To understand the deprivation of liberties it helps to think about the word ‘restriction’. It may, therefore, be helpful to envisage a scale. Where an individual is on the scale will depend on the concrete circumstances of the individual and may change over time. The distinction between restriction and deprivation of liberty is one of degree and intensity rather than the nature of the substance.

DoLs must assess the actual situation of the individual concerned and consider a whole range of factors including type, duration, effects and manner the restrictions/restraints are implemented.

In considering DoLs it is important to consider Human Rights.
Article 5 of the Human Rights Act (HRA) 1998 gives UK citizens the right to liberty and security.

Deprivation of Liberty can be allowed in certain circumstances such as after a lawful arrest or when someone with a mental health difficulty is detained under the Mental Health Act. Even where such deprivation of liberty is allowed, it must be by a procedure prescribed by law such as an appeals system or Tribunal.

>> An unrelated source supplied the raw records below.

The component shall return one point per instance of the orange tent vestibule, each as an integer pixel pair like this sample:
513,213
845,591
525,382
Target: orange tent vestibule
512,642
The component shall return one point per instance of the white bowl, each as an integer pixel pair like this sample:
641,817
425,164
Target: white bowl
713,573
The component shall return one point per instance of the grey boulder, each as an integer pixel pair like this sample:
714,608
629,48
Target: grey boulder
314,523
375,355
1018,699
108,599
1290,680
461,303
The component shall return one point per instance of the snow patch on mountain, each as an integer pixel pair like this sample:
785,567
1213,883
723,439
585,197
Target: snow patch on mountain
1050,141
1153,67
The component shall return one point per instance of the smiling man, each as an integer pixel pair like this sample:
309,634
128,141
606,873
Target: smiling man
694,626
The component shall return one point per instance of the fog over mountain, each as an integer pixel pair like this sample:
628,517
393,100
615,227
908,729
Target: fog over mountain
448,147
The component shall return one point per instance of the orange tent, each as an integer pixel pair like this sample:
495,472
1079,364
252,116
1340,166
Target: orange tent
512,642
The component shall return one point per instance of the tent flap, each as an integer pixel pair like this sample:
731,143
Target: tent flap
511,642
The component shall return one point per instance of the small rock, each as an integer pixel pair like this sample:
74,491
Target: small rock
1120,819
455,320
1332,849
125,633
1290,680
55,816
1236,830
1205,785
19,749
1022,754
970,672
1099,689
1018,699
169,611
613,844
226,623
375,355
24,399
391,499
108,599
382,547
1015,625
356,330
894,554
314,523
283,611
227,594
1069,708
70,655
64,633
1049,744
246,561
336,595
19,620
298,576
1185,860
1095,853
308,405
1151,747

Safeguards came into force on the 1st of April 2009 and were designed to ensure that a person’s loss of liberty is lawful. There are three elements:

1. To provide the person with a representative
2. To allow a right of challenge to the Court of Protection against the unlawful deprivation of liberty
And 3. To provide a right for deprivation of liberty to be reviewed and monitored regularly.

Safeguards are more likely to affect older people staying in hospitals, residential care homes and residential nursing homes. It includes people with dementia who are informally admitted to a hospital or care home and are deprived of their liberty and do not have the mental capacity or the ability to make the decision about their care or treatment.

I mentioned the word informally and it is important to clarify what is meant by this. Informally means when someone who has NOT chosen to go to a hospital or care home but has been admitted by a relative, carer, or a figure in authority – such as a doctor or social worker. They are described as being ‘informally admitted’. Formally means by their own choice.

The law relating to Safeguards follows the principles of the Mental Capacity Act as stated earlier.